Bob Preston of Craigmillar, LLC manages the Global Clean Energy-Clean Tech portfolio on Covestor. We had the opportunity to ask Bob about his thoughts on the impact of the recent turmoil in the Mideast on investing in the energy sector. His response:

Craigmillar focuses on the decarbonization of energy, i.e. the move from a carbon-based to a hydrogen-based world. As such, we don’t play oil directly but believe strongly that oil is the currency of the world and that what happens to oil affects everything. The recent turmoil in the Middle East is just one act in a play that may represent the ongoing decarbonization occurring around the world with regards to our consumption of energy. We are consuming less carbon-based energy on a relative basis worldwide and on an absolute basis in the US. This change is not often considered by the mainstream media, but this will affect the profitability of energy-based companies.
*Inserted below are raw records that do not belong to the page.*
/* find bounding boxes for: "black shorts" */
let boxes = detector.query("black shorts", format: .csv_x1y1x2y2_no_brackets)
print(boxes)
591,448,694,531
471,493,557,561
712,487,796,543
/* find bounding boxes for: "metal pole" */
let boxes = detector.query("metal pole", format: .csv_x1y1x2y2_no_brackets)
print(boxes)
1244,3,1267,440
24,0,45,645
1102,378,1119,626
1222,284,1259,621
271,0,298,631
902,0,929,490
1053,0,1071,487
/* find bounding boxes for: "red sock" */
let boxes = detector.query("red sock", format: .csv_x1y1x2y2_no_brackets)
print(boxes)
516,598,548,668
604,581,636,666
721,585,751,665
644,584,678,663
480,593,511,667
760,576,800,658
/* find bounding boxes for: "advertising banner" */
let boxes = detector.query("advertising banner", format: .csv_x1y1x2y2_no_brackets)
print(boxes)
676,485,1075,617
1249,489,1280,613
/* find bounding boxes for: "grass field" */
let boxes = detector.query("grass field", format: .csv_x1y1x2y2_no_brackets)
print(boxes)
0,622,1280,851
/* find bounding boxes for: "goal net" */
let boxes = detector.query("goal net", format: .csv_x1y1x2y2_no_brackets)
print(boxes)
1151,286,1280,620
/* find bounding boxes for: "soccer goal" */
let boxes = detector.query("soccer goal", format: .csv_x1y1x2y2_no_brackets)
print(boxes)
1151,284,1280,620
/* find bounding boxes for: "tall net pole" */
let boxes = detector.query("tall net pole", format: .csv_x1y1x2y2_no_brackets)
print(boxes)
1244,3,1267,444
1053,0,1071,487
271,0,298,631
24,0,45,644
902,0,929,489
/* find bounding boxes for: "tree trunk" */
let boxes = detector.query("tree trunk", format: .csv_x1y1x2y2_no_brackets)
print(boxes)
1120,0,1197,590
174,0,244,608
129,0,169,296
All companies are based on a varied degree of energy input, so all companies are affected.

These recent events in the Middle East have not changed our investment process nor have they created more or less attractive candidates. They do however cast a positive light on all companies we follow as the political heat gets turned up on funding all types of alternative energy ideas. Thus solar, wind, natural gas, and even nuclear projects are able to more easily get funding and all of the feeder technologies supporting them also get a boost. While the Middle East situation has created fear about oil supply, we don’t see this as having any long term negative effects. Other suppliers, such as Saudi Arabia, continue to have plenty of supply that is purposely keep off the market to control any significant long term volatility in oil prices. That’s not to say that short term oil prices will not be affected. The real question for us is whether governments will continue to allocate investment in large alternative energy projects once the immediate crisis stabilizes. We think they will. The ongoing volatile nature of oil, including oil’s political environment will continue to keep pressure on countries to reduce the amount of oil dependency. The recent events may contribute to the relative lessening of oil as an energy source, as the world moves toward decarbonization. This is a long-term process that will continue to provide an advantage for selecting stocks that benefit from this decarbonization trend, and in aggregate, may continue to outperform the appropriate indices.